An LDBC graph dataset with a scale factor of SF1 was created, resulting in a graph with approximately 100 ten thousand vertices and 200 ten thousand edges. An exemplary workload includes a total of 9 Gremlin-mode queries Q1 through Q9.
Figure 8 compares the performance of all queries Q1 through Q9 between a database management system 200 (referred to as "GRView") provided by an embodiment and a SQL engine SQLG (for each query, the bar on the left shows the performance of the database management system 200 provided by an embodiment, while the bar on the right shows the SQLG performance). The results clearly show that the method implemented by database management system 200 provided by one embodiment can significantly speed up the response speed of graph queries compared to the relational method (i.e., SQLG). There are two reasons for the acceleration to 16 times. First, an increase in the number of edges traversed corresponds directly to the query cost, since the view approach has a relatively small graph size, thus avoiding unnecessary graph traversal (e.g., both views v1 and v2 can answer query q, whereas view v1 would answer query q faster since view v1 is smaller than view v2, since its query processing has to process less data). Second, because one embodiment provides a database management system 200 that utilizes a memory map view and a native map execution engine to execute input map queries, it may speed up the execution of complex map queries for relational storage by avoiding costly connections.

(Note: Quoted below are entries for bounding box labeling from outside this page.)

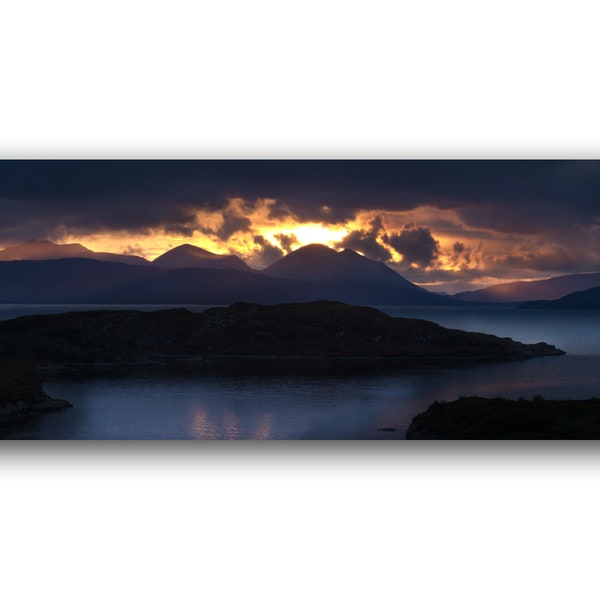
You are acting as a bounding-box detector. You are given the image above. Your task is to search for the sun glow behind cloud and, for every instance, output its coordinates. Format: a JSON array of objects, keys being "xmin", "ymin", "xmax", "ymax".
[{"xmin": 45, "ymin": 197, "xmax": 600, "ymax": 292}]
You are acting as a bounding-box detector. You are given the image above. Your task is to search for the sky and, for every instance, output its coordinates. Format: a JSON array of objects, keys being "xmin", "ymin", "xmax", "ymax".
[{"xmin": 0, "ymin": 160, "xmax": 600, "ymax": 293}]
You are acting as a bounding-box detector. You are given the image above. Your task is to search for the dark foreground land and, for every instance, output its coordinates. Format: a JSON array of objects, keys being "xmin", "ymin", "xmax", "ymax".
[
  {"xmin": 0, "ymin": 361, "xmax": 71, "ymax": 422},
  {"xmin": 0, "ymin": 301, "xmax": 564, "ymax": 368},
  {"xmin": 406, "ymin": 396, "xmax": 600, "ymax": 440}
]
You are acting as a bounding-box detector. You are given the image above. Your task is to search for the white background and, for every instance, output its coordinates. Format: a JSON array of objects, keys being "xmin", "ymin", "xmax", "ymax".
[{"xmin": 0, "ymin": 0, "xmax": 600, "ymax": 600}]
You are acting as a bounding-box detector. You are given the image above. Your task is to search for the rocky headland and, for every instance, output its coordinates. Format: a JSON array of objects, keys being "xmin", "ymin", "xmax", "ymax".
[{"xmin": 0, "ymin": 360, "xmax": 72, "ymax": 422}]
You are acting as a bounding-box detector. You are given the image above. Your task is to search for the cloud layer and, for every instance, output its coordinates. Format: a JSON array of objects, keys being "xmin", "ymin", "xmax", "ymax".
[{"xmin": 0, "ymin": 160, "xmax": 600, "ymax": 289}]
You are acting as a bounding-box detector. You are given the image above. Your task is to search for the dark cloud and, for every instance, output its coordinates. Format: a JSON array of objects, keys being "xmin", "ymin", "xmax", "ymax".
[
  {"xmin": 0, "ymin": 160, "xmax": 600, "ymax": 288},
  {"xmin": 336, "ymin": 215, "xmax": 392, "ymax": 262},
  {"xmin": 0, "ymin": 160, "xmax": 600, "ymax": 244},
  {"xmin": 383, "ymin": 224, "xmax": 440, "ymax": 268},
  {"xmin": 216, "ymin": 211, "xmax": 252, "ymax": 241}
]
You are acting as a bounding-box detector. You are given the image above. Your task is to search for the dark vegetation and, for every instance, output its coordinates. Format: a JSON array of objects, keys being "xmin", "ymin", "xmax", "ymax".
[
  {"xmin": 0, "ymin": 360, "xmax": 71, "ymax": 421},
  {"xmin": 0, "ymin": 301, "xmax": 564, "ymax": 367},
  {"xmin": 517, "ymin": 287, "xmax": 600, "ymax": 310},
  {"xmin": 406, "ymin": 396, "xmax": 600, "ymax": 440}
]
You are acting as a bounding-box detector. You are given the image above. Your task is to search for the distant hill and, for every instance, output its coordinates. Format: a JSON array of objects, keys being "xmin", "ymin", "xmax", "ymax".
[
  {"xmin": 262, "ymin": 244, "xmax": 424, "ymax": 291},
  {"xmin": 152, "ymin": 244, "xmax": 251, "ymax": 271},
  {"xmin": 453, "ymin": 273, "xmax": 600, "ymax": 302},
  {"xmin": 0, "ymin": 301, "xmax": 564, "ymax": 367},
  {"xmin": 0, "ymin": 258, "xmax": 460, "ymax": 306},
  {"xmin": 0, "ymin": 240, "xmax": 150, "ymax": 265},
  {"xmin": 517, "ymin": 287, "xmax": 600, "ymax": 310}
]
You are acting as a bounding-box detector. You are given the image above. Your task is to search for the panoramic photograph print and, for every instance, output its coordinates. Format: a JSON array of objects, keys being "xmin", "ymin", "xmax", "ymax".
[{"xmin": 0, "ymin": 160, "xmax": 600, "ymax": 444}]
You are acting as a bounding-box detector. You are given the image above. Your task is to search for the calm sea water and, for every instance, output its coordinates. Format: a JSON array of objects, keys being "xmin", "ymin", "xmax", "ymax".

Fig. 9a and 9b show a comparison between the performance of embodiments of a database management system 200 implementing BDA and GGA. More specifically, FIG. 9a compares the view sizes used by embodiments of the database management system 200 implementing BDAs and GGAs, while FIG. 9b compares the runtime for answering queries. The first observation is that embodiments of the database management system 200 implementing GGAs reduce the space of view size to 58% compared to embodiments of the database management system 200 implementing BDAs, which illustrates that GGAs are effective in identifying common portions of a view of a graph. The second observation is that, overall, GGAs respond to queries faster than BDAs. The reason is that the view set of the GGA is smaller than that of the BDA, so its view construction and query evaluation times are short.
Fig. 10 illustrates a comparison between the performance of an embodiment of a database management system 200 implementing BDA and GGA in optimizing overall view revenue. More specifically, the memory space budget was adjusted from 100000 to 400000 (100000 adjustments at a time) to compare the view gains obtained by the two different embodiments. As can be seen from fig. 10, the results indicate that GGA converges faster and has higher revenue than BDA. When the space budget reaches 200000, as shown in fig. 9a, the view size of the GGA is less than 150000, so all views in the GGA can be cached in the memory, and thus better performance is obtained in answering the query. On the other hand, as the spatial budget further increases to 400000,bda may have a constant benefit, i.e. all views in the BDA may be cached to obtain a spatial budget of 400000. However, GGAs always have greater view revenue than BDAs, confirming that GGAs can provide better view selection through view state transitions.
While several embodiments of the database management system 200 have been described above within the Gremlin framework, it should be understood that embodiments of the database management system 200 may be used to accelerate other types of graph queries, such as cryptographic (Cypher) queries in relational database databases. The cryptographic query also declares a graph pattern MATCH using MATCH syntax. Generally, embodiments of the database management system 200 described above may also be implemented using a cryptographic framework or variations thereof. This may only require modifying the query parsing to identify the ordered pattern and generate the graph view. The view benefits calculated by the database management system 200 provided by the above embodiments may be calculated differently with respect to view selection. For example, a possible variation of the embodiment of database management system 200 described above is a cost model approach, which may incorporate other view factors such as maintenance costs.
Embodiments of database management system 200 may be implemented in other applications for more complex graph analysis, such as online analytical processing (OLAP) for graph analysis. While the embodiments described above focus on graph pattern matching, the embodiments may be extended to support more complex Gremlin graph query steps, such as controls (repeat, branch 8230; or algorithms (e.g., shortest path, web page ranking). The main challenge is how to check the query containment of the view in such cases. Further, while it has been considered above that a view may fully answer a query, embodiments of the database management system 200 may also be used to partially answer a query. In other words, embodiments of the database management system 200 are able to answer more queries combined with the underlying base table.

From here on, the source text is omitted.